Mark Neville began his career as an artist and sculptor, using the camera primarily to record his installations. His first documentary photo project came in 2004, when he spent a year photographing local residents in Port Glasgow, a Scottish town now beset by the industrial downturn, where his subjects included neighbours, patrons of bars and clubs, and members of diverse urban groups from football teams to Christian communities. His ‘Port Glasgow’ photo album was based on these images. Calling on boys from the local football club, Neville then distributed the books to every household in town: his aim to reach every individual featured in the project, especially those unlikely to purchase a photo album with high production costs from a shop. There was a huge response to the book: some accepted the artist’s view, but many felt he had exaggerated and deliberately shown the town and its inhabitants in a negative light. After ‘Port Glasgow’ Neville decided to continue his focus on documentary photography and for him this became an instrument of social criticism.

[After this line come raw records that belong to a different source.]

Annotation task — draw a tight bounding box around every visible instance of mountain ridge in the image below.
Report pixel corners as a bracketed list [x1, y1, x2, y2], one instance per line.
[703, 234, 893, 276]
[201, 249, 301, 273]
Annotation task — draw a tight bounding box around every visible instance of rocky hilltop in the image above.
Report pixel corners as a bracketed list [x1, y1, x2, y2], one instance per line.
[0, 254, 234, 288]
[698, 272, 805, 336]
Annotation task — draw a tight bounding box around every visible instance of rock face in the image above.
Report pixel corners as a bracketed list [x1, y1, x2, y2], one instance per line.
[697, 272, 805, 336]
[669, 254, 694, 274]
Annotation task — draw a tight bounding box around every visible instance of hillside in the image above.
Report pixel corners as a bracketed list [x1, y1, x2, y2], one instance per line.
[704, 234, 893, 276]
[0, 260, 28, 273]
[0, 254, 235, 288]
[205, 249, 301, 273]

From late 2011 to summer 2012 Neville carried out two photo commissions almost simultaneously: one on London for The New York Times, the other on the city of Pittsburgh for the Andy Warhol Museum. The result of Neville’s six-month shoot in London was the ‘Here Is London’ series, while Pittsburgh produced the ‘Braddock/Sewickley’ slideshow installation. For Neville this was his first experience of cooperation with periodicals, and the first time he had created works for display in an American museum. According to the author, he had never worked so quickly before. Since the interval between finishing one project and starting work on the next was just five weeks, they became interwoven.

In Pittsburgh Neville worked in two areas that were diametrically opposed in social terms — respectable Sewickley and working class Braddock, the latter having developed around the steel giant before languishing in the 1980s, when American industry hit crisis point. In London Boujis, the nightclub frequented by Prince Harry, represents one extreme, the subcultures generated by abject poverty the other.
Neville shows modern-day contrasts by applying the visual style of cult photographers active in the 1970s and 1980s, those who photographed the USA and UK in times of recession. It soon becomes clear that little has changed in the intervening years.